As long-time followers know, we’ve been writing the return of rational economics in U.S. energy markets for some time now. The process started gaining traction in 2019, as investors grew weary funding top-line production growth at the expense of bottom-line profitability. The pandemic only accelerated this movement. U.S. drillers have cut over 2 million bpd of crude and condensate production, from a peak of 13 million bpd in November of 2019 down to 10.9 bpd in December, per the latest EIA estimates. 

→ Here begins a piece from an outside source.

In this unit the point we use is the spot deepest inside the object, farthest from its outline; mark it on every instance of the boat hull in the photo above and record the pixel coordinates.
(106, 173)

Analysts at S&P Global expect U.S. output to shed another 1 million b/d through the first half of 2021. Most industry experts share a similar view, based on today’s depressed oil rig count – which leads production by roughly 6-months. Going forward, analysts are split on what happens next. S&P Global projects a return to U.S. production growth in the second half of this year. Others are less optimistic, including Raymond James analysts who project’ that U.S. oil supply has already peaked. This view is based on U.S. oil rigs remaining capped at 400, which would send U.S. production into secular decline, as detailed in the chart below:

US Oil Demand Recovery Outlook

As regular readers will recall, we’ve highlighted the key 500 level in the U.S. rig count required just to maintain production at current levels. So in a world where rigs top out at 400, this scenario could very well play out. As it stands today, U.S. oil rigs sit at just 267 – or roughly half of the level needed to grow production:  

Given the widespread capital retreat from shale financing caused by over a decade of capital destruction, it’s very possible we’re entering a new era of “peak supply” from shale producers. Consider the recent commentary from Pioneer CEO Scott Sheffield, who claimed, “I never anticipate growing above 5% under any conditions… Even if oil went to $100 a barrel and the world was short of supply.” 

What’s Next?

Of course, we’ve heard similar things from shale CEOs before, so we’ll temper our optimism. But at the very least, we’ve likely seen peak shale growth, as the days of endless oversupply from reckless investment flows have clearly come to an end. This is not just an American phenomenon; we’re seeing substantial declines in energy investment across the globe, as captured in the following graphic.

Regardless of whether demand recovers in 2022 or 2023, this widespread underinvestment sets the stage for more attractive returns for those left behind financing the supply of the world’s most critical and widely consumed commodity.